About This Site

This is my space to talk about growing food as a political act. Taking control of even a small portion of your food production is a radical action that can echo into your connection to culture, local community and mental health.

For me growing food is an inherently political issue. We need food to survive and right now we have a food system that is catastrophic to the climate and damaging for many of the people growing it. Generations of laws taking land away from the common people means that gardening is now seen as a middle class hobby rather than a means of challenging global corporate dominance. If working class people have had generations of families without land then why would there be a strong connection to nature and what comes from it. What we grow in our environments gives us a cultural link to produce and from that dishes and recipes which helps create a shared sense of community.
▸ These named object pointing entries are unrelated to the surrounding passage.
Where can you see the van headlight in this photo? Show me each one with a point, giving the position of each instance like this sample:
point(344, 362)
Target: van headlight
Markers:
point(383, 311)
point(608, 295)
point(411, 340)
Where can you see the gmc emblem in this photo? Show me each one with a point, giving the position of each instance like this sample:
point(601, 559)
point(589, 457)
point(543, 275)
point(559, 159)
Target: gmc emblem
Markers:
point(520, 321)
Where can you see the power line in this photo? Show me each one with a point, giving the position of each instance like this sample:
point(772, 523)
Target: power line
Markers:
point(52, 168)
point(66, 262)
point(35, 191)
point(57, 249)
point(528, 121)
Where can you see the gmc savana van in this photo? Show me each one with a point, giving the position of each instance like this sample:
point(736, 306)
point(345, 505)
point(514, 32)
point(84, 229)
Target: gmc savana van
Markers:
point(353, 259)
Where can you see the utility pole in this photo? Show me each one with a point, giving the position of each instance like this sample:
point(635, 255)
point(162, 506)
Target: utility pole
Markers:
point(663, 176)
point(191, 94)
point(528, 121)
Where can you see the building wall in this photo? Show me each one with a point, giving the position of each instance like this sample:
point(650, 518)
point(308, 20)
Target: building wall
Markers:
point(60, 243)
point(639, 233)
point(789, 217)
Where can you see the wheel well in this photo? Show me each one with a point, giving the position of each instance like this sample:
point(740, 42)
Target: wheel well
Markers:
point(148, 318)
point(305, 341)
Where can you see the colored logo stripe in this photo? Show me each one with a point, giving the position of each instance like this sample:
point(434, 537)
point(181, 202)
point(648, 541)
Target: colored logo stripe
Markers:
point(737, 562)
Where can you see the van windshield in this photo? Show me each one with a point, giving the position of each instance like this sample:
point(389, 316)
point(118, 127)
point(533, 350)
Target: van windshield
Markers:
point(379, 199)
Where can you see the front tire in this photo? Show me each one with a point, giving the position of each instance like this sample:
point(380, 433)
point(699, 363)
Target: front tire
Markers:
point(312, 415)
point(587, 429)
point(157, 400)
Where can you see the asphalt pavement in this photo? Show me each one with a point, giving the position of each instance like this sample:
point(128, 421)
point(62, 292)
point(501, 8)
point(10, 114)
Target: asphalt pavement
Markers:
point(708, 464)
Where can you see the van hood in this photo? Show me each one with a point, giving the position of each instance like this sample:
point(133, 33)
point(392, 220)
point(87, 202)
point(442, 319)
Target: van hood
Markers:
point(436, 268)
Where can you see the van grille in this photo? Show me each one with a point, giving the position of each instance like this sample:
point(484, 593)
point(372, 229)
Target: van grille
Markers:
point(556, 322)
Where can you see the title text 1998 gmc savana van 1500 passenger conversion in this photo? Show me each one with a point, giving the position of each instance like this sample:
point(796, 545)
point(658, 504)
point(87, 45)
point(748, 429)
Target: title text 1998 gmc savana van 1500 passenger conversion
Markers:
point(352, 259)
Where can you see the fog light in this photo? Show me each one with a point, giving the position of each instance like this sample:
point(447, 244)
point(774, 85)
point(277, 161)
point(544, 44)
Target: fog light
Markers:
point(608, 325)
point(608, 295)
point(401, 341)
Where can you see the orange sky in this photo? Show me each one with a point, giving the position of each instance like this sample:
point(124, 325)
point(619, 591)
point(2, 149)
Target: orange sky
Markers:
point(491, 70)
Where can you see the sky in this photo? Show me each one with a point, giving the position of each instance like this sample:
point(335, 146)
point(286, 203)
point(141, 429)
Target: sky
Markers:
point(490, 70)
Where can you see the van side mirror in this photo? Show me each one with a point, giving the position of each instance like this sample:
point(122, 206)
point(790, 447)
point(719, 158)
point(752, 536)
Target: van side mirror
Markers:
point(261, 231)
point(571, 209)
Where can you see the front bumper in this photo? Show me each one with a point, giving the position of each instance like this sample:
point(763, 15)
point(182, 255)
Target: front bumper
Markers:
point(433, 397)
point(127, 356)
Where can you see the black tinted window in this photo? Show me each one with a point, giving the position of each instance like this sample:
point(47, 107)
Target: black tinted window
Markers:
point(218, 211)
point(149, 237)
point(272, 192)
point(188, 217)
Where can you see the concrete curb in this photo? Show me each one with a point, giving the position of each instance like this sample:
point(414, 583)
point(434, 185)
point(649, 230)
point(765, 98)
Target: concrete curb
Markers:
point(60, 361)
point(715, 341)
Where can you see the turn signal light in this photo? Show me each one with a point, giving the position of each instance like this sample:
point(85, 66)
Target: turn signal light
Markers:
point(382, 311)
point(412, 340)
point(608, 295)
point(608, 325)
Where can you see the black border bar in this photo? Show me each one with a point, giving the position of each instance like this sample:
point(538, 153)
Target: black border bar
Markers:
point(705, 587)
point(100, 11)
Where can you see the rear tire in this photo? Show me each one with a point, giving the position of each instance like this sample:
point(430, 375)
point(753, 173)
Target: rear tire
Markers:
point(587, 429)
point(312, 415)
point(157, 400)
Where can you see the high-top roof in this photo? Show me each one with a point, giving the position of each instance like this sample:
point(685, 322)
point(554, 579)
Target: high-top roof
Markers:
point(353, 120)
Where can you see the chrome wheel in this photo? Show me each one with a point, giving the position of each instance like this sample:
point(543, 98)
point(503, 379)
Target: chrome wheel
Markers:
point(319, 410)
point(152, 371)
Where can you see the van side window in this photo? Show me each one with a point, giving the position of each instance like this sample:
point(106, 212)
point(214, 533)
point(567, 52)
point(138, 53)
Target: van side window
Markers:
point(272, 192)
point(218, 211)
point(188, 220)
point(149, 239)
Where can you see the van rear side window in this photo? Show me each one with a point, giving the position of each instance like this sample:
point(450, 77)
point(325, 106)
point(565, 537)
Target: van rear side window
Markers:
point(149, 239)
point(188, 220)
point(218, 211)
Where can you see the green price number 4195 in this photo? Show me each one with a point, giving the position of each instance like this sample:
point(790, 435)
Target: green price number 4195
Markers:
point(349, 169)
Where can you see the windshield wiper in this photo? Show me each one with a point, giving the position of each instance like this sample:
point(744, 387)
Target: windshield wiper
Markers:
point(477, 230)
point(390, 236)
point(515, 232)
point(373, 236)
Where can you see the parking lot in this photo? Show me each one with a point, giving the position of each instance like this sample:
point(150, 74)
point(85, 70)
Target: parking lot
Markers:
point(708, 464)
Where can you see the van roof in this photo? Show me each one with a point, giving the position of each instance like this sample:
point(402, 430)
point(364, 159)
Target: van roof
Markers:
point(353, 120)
“If it is not available to the poor it is neither radical nor revolutionary”


For many people growing your own food is not an option, or it definitely doesn’t feel like one. The challenges of growing in a small yard, with a job and a baby in the middle of an city is the reality facing most people. I want to find ways of growing that are cheap and provide my family and neighbourhood with food, and then I want to share how I’m doing it. Although the lack of space is hard, one of the advantages to being in a city is how much easier it is to link with people and communities trying to achieve the same thing. Through exploring and sharing inner city food production I want to contribute to making growing food radical and revolutionary.

Connecting with our own back yard and what grows there gives us a greater appreciation of the value of food and links us to nature. It helps us understand that we’re part of the environment, not separate from it.

In this online space I’ll also be exploring food soverignty, agroecology and permaculture.